Shortly after Ferguson, the Supreme Court explored the need for the expedient resolution of a litigant's eligibility to proceed in forma pauperis. (Earls v. Superior Court (1971) 6 Cal. 3d 109 [98 Cal. Rptr. 302, 490 P.2d 814].) The court was particularly concerned with the problem of burdensome and time consuming procedures which "could impose a severe hardship upon litigants, upon volunteer attorneys if any can be obtained, and upon the court itself." (Earls v. Superior Court, supra, 6 Cal.3d at 114, fn. 4.)

In complete harmony with the concerns expressed by the Supreme Court in Earls and Ferguson, the Legislature enacted Government Code section 68511.3 in 1979. This statute provides specific terms and conditions under which an individual might be eligible to proceed in forma pauperis.[4] (3) Under this statute, petitioner, a recipient of AFDC and food stamps, was clearly entitled to have her application to proceed in forma pauperis granted.

Let a peremptory writ of mandate issue commanding respondent court to vacate its order of November 5, 1982, in Los Angeles County Superior Court case number SEC 38161, entitled Nellie G. Flores, etc., et al. v. Kory Haglund, denying petitioner's application to proceed in forma pauperis, and thereafter make a new and different order granting said application.

NOTES

[*] Before Spencer, P.J., Hanson (Thaxton), J., and Dalsimer, J.

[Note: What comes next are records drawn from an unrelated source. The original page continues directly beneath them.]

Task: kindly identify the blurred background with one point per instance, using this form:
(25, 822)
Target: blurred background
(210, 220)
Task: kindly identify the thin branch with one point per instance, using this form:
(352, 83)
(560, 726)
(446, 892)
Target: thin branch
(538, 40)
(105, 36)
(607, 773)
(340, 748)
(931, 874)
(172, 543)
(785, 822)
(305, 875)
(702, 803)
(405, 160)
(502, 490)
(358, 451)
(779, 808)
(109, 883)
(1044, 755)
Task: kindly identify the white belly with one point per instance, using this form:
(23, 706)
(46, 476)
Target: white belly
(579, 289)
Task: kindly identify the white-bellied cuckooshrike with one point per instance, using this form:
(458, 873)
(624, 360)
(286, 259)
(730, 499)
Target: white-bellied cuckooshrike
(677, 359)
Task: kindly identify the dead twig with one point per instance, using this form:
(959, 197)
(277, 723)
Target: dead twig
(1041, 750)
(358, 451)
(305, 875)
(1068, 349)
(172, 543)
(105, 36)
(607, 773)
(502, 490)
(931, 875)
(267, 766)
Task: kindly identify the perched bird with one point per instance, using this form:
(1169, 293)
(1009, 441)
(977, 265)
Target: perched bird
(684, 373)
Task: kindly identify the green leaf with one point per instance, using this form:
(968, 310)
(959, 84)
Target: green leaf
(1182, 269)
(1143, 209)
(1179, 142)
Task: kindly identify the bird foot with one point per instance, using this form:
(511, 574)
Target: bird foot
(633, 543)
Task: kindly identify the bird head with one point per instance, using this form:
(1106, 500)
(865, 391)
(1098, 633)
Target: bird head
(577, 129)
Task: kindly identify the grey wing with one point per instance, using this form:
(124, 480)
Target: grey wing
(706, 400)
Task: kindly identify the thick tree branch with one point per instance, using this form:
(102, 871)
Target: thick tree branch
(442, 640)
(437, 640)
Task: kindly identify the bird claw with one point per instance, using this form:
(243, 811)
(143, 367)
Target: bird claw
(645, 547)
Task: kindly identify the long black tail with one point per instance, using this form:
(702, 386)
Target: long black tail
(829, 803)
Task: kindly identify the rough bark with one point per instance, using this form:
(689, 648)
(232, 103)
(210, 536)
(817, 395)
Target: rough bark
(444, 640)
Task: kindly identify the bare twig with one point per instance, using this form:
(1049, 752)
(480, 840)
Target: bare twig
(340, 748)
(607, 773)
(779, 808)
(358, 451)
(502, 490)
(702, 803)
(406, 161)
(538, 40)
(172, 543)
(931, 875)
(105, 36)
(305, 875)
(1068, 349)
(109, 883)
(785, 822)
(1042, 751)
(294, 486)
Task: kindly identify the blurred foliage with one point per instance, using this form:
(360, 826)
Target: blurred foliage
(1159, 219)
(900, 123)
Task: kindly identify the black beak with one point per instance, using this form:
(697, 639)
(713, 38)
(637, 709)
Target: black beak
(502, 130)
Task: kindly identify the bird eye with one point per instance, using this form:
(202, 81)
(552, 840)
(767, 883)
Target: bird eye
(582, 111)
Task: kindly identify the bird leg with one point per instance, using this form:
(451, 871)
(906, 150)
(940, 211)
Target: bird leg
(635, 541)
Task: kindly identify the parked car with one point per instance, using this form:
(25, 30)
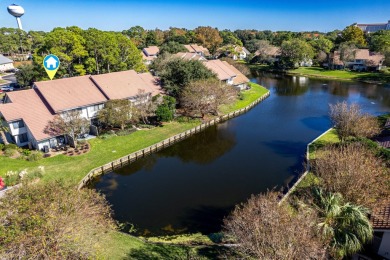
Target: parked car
(7, 88)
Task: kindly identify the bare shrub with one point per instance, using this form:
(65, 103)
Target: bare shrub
(355, 172)
(349, 121)
(264, 230)
(205, 96)
(52, 221)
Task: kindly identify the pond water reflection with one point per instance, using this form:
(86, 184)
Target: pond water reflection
(192, 185)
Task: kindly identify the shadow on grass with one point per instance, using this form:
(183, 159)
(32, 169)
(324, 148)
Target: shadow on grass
(160, 251)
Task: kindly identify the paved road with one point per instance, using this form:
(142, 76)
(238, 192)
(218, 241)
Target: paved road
(10, 77)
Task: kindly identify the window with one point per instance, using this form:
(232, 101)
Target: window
(96, 108)
(23, 138)
(18, 124)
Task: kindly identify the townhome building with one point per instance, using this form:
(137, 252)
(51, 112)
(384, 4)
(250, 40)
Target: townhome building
(26, 113)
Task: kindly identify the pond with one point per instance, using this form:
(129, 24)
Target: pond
(192, 185)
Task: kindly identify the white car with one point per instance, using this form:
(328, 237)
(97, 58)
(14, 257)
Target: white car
(7, 88)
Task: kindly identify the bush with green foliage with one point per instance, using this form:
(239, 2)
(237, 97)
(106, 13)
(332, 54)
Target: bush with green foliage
(35, 156)
(176, 73)
(166, 110)
(53, 221)
(11, 146)
(9, 152)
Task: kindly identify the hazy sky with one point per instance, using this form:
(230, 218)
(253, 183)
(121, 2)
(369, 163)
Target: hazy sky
(261, 15)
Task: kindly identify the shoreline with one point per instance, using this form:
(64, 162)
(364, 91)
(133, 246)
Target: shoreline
(132, 157)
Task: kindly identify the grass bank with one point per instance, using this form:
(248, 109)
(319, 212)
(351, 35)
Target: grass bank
(106, 150)
(118, 245)
(341, 74)
(247, 97)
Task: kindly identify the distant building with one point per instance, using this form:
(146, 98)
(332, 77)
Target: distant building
(381, 225)
(26, 113)
(5, 63)
(194, 48)
(149, 54)
(190, 56)
(364, 60)
(374, 27)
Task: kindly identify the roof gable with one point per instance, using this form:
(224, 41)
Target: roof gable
(126, 84)
(29, 106)
(5, 60)
(69, 93)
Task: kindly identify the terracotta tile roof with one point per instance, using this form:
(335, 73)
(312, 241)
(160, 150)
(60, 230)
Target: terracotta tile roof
(270, 51)
(5, 60)
(189, 56)
(218, 67)
(240, 78)
(381, 218)
(149, 58)
(69, 93)
(372, 58)
(196, 48)
(151, 50)
(125, 84)
(29, 106)
(335, 56)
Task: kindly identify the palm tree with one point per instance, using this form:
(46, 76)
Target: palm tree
(344, 225)
(3, 129)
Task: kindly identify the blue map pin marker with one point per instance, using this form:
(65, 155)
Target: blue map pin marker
(51, 63)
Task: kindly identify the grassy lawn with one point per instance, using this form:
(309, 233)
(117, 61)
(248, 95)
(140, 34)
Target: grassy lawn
(119, 245)
(106, 150)
(102, 151)
(249, 96)
(329, 138)
(340, 74)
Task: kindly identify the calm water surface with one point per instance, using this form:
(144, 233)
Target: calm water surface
(191, 186)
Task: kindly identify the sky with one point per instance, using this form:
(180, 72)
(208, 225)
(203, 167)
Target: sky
(275, 15)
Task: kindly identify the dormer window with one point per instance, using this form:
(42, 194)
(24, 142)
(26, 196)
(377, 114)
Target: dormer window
(18, 124)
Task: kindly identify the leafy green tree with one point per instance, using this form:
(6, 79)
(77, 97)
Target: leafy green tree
(229, 38)
(208, 37)
(69, 123)
(3, 129)
(255, 45)
(355, 35)
(281, 37)
(166, 110)
(349, 120)
(26, 75)
(347, 51)
(52, 220)
(137, 34)
(176, 73)
(322, 44)
(262, 229)
(380, 41)
(179, 35)
(206, 96)
(345, 225)
(117, 112)
(245, 35)
(295, 51)
(69, 47)
(172, 48)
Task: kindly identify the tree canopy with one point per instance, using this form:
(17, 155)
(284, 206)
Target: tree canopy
(53, 221)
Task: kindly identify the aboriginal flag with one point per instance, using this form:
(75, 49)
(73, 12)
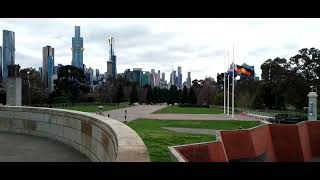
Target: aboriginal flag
(243, 70)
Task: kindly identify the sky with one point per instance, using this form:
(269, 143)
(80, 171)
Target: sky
(199, 46)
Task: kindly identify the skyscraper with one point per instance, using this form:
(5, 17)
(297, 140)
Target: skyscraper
(97, 73)
(112, 59)
(8, 52)
(189, 80)
(173, 78)
(179, 83)
(77, 49)
(0, 63)
(47, 65)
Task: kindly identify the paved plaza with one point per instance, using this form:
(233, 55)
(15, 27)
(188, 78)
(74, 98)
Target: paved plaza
(26, 148)
(145, 111)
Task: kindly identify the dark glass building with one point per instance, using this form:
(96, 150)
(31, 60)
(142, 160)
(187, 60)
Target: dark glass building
(77, 49)
(47, 65)
(8, 48)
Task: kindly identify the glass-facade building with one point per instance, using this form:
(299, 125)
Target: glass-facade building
(77, 49)
(0, 63)
(8, 52)
(145, 79)
(137, 76)
(47, 65)
(112, 59)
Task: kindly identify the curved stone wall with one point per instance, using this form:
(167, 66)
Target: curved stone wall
(98, 137)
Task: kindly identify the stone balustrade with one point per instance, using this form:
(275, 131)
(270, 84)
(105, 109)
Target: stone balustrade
(98, 137)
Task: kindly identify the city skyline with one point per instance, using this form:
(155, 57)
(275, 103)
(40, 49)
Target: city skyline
(198, 45)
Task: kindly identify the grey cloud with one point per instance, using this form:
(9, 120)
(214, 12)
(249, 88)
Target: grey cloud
(26, 60)
(260, 51)
(291, 46)
(212, 52)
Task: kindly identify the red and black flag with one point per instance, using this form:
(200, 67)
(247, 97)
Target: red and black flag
(244, 71)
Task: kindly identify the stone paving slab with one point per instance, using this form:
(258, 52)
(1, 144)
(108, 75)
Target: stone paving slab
(145, 111)
(192, 130)
(26, 148)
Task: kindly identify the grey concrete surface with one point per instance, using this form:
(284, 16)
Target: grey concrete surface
(192, 130)
(145, 111)
(133, 112)
(26, 148)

[1] The application for waiver of court fees and costs form signed by petitioner does not require that a welfare recipient provide detailed financial information. This form was drafted and approved by the Judicial Council. (Rule 982.)

[2] Section 68511.3 of the Government Code provides, in pertinent part: "Not later than January 1, 1981, the Judicial Council shall formulate and adopt uniform forms and rules of court for litigants proceeding in forma pauperis. Such rules shall provide... (5) that permission to proceed in forma pauperis be granted (a) to litigants who declare under penalty of perjury that they are receiving benefits pursuant to the Supplemental Security Income (SSI) and State Supplemental Payments (SSP) programs..., the Aid to Families With Dependent Children (AFDC) program..., the Food Stamp program ... or Section 17000 of the Welfare and Institutions Code...." (Italics added).

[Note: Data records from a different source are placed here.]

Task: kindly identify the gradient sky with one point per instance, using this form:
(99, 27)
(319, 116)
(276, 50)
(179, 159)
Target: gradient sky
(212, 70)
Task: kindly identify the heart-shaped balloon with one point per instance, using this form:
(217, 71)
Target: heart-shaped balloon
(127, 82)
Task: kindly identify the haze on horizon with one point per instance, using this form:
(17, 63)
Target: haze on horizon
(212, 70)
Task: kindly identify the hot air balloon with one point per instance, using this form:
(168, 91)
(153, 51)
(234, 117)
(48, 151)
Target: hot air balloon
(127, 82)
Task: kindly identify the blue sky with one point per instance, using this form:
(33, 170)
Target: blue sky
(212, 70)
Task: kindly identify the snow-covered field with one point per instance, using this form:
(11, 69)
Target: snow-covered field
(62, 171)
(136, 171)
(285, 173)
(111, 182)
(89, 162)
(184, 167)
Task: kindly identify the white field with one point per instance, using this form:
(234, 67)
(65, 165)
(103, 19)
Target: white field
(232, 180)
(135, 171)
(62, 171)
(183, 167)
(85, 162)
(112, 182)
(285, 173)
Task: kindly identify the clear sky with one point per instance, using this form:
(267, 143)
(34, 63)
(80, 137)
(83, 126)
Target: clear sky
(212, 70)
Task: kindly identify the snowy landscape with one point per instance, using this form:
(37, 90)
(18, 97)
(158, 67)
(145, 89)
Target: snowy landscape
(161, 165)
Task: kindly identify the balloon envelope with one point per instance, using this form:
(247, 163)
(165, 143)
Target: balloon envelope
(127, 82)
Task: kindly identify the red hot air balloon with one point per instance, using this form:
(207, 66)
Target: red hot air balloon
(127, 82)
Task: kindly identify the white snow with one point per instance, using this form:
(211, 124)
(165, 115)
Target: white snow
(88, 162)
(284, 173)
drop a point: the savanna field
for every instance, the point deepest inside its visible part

On January 1, 1981, the Judicial Council adopted court rule 985, which complies with the mandates of the Government Code. Under rule 985(b): "[t]he [in forma pauperis] application ... shall be granted and payment of court fees and costs listed in subdivision (i) shall be waived if the applicant meets the standards of eligibility established by subdivision 5(a) ... of Government Code section 68511.3." (Italics added.)

[3] Petitioner's counsel paid the filing fee.

[4] Government Code section 68511.3 was amended on September 21, 1982 (Sen. Bill No. 1564). Significantly, the new legislation does not require that a welfare recipient disclose his or her monthly expenses.